Real RVers weigh in with their tips and tricks on how to drive a Class A motorhome…

Even though RV Lifestyle has been sharing advice for over a decade, we didn't have an article on how to drive Class A motorhomes until now. And that's thanks to Judy, who reached out to our RV Lifestyle Facebook group for advice.

She has recently lost her husband but wants to continue living their travel dreams in their Class A. This is what she wrote:

“My husband died suddenly one month ago. We have a class A RV and have enjoyed camping in it for the past year and a half. My husband had booked a camping trip not too far away in march and I would really like to drive there myself. I know how to hook up everything but a little nervous about driving it. I am only 5 ft, any tips would be so appreciated.”

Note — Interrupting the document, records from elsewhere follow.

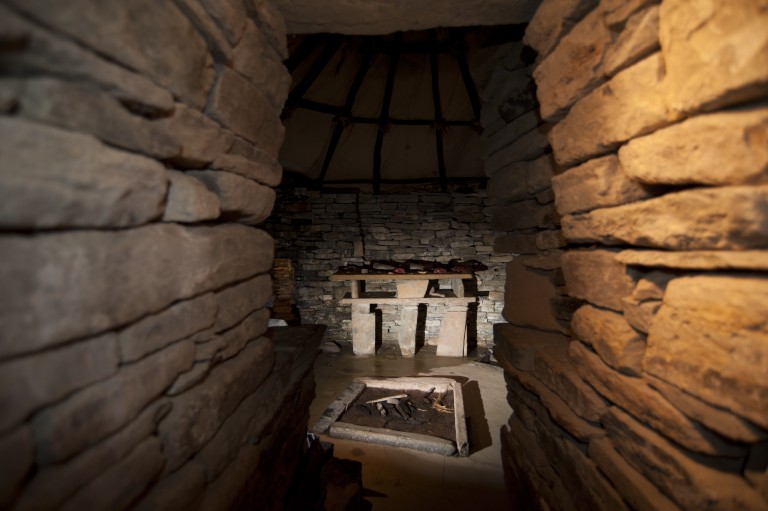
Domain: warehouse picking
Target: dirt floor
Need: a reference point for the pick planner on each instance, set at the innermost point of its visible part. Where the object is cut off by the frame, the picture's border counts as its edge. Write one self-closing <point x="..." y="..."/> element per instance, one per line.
<point x="426" y="413"/>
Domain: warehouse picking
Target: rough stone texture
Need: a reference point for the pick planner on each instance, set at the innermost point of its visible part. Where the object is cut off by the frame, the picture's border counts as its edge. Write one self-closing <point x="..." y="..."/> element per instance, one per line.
<point x="362" y="17"/>
<point x="56" y="178"/>
<point x="259" y="167"/>
<point x="87" y="274"/>
<point x="635" y="396"/>
<point x="692" y="481"/>
<point x="725" y="148"/>
<point x="240" y="199"/>
<point x="157" y="331"/>
<point x="706" y="69"/>
<point x="198" y="413"/>
<point x="528" y="296"/>
<point x="86" y="417"/>
<point x="241" y="107"/>
<point x="553" y="19"/>
<point x="52" y="485"/>
<point x="86" y="108"/>
<point x="633" y="487"/>
<point x="737" y="218"/>
<point x="718" y="420"/>
<point x="258" y="62"/>
<point x="595" y="184"/>
<point x="188" y="200"/>
<point x="17" y="450"/>
<point x="697" y="260"/>
<point x="28" y="384"/>
<point x="523" y="215"/>
<point x="180" y="490"/>
<point x="554" y="368"/>
<point x="119" y="486"/>
<point x="45" y="52"/>
<point x="595" y="276"/>
<point x="217" y="42"/>
<point x="521" y="179"/>
<point x="237" y="301"/>
<point x="518" y="346"/>
<point x="617" y="343"/>
<point x="629" y="105"/>
<point x="573" y="68"/>
<point x="120" y="32"/>
<point x="200" y="138"/>
<point x="639" y="39"/>
<point x="710" y="339"/>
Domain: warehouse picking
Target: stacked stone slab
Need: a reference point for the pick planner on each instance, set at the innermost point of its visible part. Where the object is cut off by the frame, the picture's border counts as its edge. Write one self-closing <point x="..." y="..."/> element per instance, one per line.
<point x="322" y="231"/>
<point x="656" y="396"/>
<point x="138" y="148"/>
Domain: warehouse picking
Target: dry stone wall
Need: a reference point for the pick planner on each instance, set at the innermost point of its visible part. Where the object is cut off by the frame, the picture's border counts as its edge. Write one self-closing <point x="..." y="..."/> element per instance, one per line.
<point x="138" y="152"/>
<point x="321" y="231"/>
<point x="653" y="394"/>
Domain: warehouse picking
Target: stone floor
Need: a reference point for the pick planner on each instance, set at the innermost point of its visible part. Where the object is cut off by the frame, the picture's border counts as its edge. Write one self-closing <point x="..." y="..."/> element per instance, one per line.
<point x="404" y="479"/>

Our community jumped to her aid, offering advice and encouragement with over 550 comments.

We're going to share their tips and give you some helpful resources to go along with them.

So, whether you are new to RVing or simply new to driving a Class A motorhome, this article's for you!

If you buy something through our links, we may get a small commission at no extra cost to you. It helps keep our lights on so we can continue to provide helpful resources for RVers. Read our full affiliate disclosure here.

How to Drive a Class A Motorhome (10 Tips from REAL RVers)

10 Top Tips for Learning How to Drive a Class A Motorhome

Driving a Class A RV can be intimidating. You must worry about blind spots, sharp turns, high winds, parking in tight spots, and more. But… anyone can do it!

With the following tips and some practice, you can build your confidence and hit the open road in your large RV. Many of the tips even apply to travel Class B motorhomes or trailer and fifth-wheel RVs, so it's worth any RV driver scrolling through.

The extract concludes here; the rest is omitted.